1. ## Domain.

Can someone please show me how to work out the domain for this function?

$\frac{2}{3} \sqrt{36-p^2}$

I know the answer is 0 < x < 4
But just can't worked out how they got to that.

Any help is appreciated!

2. Originally Posted by el123
Can someone please show me how to work out the domain for this function?

$\frac{2}{3} \sqrt{36-p^2}$

I know the answer is 0 < x < 4
But just can't worked out how they got to that.

Any help is appreciated!
The domain for this function comes from the square root expression involved. If the function is a real function, then the argument of a square root can never be negative.

So what you are searching for, really, is the values of p for which $36 - p^2 \geq 0$.

You can find these values by solving that inequality.

You have your answer wrong though. The domain is $-6 \leq p \leq 6$

3. Do you mean 0 < p < 4? (there isn't an x in the term)

I would think the answer is $|p| <= 6$.

I am assuming the question only wants real numbers? If that is so, then you cannot have a negative number in the radical. So 36 minus any number less than 36 (which will always be positive because of the square) is fine, and 36-36 is fine too, since you can have a square root of zero. But 36 - 37 would be bad, since that would be the square root of a negative number, which is nonreal.

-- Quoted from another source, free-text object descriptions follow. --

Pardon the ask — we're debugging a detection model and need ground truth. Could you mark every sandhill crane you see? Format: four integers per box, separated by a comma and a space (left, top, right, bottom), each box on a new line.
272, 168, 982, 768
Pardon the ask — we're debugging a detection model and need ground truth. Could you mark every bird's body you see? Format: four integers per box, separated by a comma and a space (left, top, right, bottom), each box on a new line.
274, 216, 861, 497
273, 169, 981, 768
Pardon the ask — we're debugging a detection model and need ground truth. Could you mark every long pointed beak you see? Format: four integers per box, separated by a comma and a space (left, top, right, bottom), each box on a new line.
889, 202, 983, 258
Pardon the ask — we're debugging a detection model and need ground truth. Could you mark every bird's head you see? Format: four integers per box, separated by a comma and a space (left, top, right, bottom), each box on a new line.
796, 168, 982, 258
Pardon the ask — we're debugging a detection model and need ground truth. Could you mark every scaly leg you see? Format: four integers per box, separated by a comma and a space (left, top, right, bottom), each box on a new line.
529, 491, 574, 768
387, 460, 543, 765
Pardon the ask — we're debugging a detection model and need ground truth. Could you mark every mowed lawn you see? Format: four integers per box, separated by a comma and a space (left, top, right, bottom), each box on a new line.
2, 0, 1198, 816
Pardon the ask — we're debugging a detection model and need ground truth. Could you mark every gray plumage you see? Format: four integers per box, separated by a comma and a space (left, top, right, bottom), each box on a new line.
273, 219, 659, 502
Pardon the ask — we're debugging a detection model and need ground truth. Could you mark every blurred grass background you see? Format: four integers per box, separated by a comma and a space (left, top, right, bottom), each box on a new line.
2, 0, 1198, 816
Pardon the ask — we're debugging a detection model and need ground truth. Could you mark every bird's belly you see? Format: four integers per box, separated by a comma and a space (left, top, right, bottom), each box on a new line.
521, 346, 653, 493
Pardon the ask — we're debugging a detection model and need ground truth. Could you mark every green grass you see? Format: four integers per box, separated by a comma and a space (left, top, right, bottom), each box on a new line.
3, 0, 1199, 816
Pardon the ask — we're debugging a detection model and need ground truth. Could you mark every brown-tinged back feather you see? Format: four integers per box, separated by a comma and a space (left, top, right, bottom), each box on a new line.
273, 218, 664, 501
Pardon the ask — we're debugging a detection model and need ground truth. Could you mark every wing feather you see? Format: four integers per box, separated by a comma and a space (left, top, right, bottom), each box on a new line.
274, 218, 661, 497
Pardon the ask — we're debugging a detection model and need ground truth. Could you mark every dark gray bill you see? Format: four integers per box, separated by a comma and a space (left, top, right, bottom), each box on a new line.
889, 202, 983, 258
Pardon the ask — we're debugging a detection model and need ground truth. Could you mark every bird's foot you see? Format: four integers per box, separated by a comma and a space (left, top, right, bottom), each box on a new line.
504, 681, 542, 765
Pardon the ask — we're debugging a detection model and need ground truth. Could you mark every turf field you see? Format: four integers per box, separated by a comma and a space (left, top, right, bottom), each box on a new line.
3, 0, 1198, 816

4. and i keep coming up with 0<x<6 but its not the correct answer.

5. Im using an old exam answer sheet. It says the domain is 0<x<4.

I get why it can't be negative. But this answer sheet says thats what the answer is.

6. The answer sheet is wrong. You can simply use a calculator to confirm. Try x = 4, x=5, x=6 and x = 7. If the answer sheet is right, you should get an error for 5, 6, 7. But if you and I are correct, then you should only get an error for 7.

7. Originally Posted by el123
and i keep coming up with 0<x<6 but its not the correct answer.
The correct method and answer was given in post #2. From the subsequent replies it appears no-one read it.